In the mid-1960’s, the family moved into a spacious apartment in the new Webster Houses, a city project in the South Bronx, where they remained for 40 years while the neighborhood disintegrated around them. Leonard became what’s known today as an "outsider artist." He would bring home items he found in the street and make colorful arrays of them in little shrines around the apartment. In the foyer, he had a collection of unmatched baby shoes, meticulously arranged by size and surrounded by American flags.
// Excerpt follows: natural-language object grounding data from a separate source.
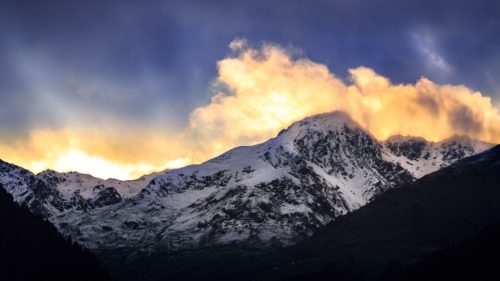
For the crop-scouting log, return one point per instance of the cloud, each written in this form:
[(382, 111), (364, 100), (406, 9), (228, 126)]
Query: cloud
[(262, 90), (259, 91)]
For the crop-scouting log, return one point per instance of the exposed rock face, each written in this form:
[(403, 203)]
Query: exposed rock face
[(276, 192)]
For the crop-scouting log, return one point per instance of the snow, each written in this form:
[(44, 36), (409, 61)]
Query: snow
[(314, 171)]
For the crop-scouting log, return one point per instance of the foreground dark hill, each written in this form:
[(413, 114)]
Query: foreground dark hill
[(389, 236), (32, 249), (421, 231)]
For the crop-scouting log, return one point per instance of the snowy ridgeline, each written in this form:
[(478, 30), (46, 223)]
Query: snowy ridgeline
[(276, 192)]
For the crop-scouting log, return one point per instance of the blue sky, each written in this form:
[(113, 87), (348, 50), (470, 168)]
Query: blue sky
[(154, 60), (149, 64)]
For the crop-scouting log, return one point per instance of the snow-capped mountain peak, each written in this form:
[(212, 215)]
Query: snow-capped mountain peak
[(275, 192)]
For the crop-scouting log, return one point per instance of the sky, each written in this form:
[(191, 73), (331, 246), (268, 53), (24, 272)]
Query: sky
[(122, 88)]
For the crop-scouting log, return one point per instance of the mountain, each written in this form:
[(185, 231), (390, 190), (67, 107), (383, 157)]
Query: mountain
[(275, 193), (443, 226), (405, 232), (32, 249)]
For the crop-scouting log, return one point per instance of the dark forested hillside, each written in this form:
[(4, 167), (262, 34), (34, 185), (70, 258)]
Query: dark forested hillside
[(441, 226), (32, 249)]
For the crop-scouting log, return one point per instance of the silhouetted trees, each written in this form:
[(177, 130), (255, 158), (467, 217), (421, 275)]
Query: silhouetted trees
[(32, 249)]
On my visits to their home over the years, Dorothy would complain about the clutter but was resigned to it: "It’s Lenny’s way."
Last year, when Dorothy’s diabetes made her unable to walk, their daughter found a place for both of them in Fulton Special Care, a spotless facility with a pleasant and helpful staff, and good food — too good, according to Dorothy.
"Look at him!" she complained. "He used to be so skinny, and here he’s put on 20 pounds!"
That doesn’t bother Leonard. Untroubled by physical ailments, still youthful in appearance, and preserving the impish smile of a fresh recruit, he celebrated his 86th birthday last week.
But he keeps pondering the war he was in, and all the wars that have happened since.
"When you’re out there under fire, you ask yourself many times: What are you here for? What are you doing? You’ve got to fight for your life."
He turned silent a moment, then said, "If I had to do it again, it would be questionable. Was it worth it? Sixty years later, you turn around and people are still fighting."
"You can write this down: Don’t ever call up Sergeant Fraser again."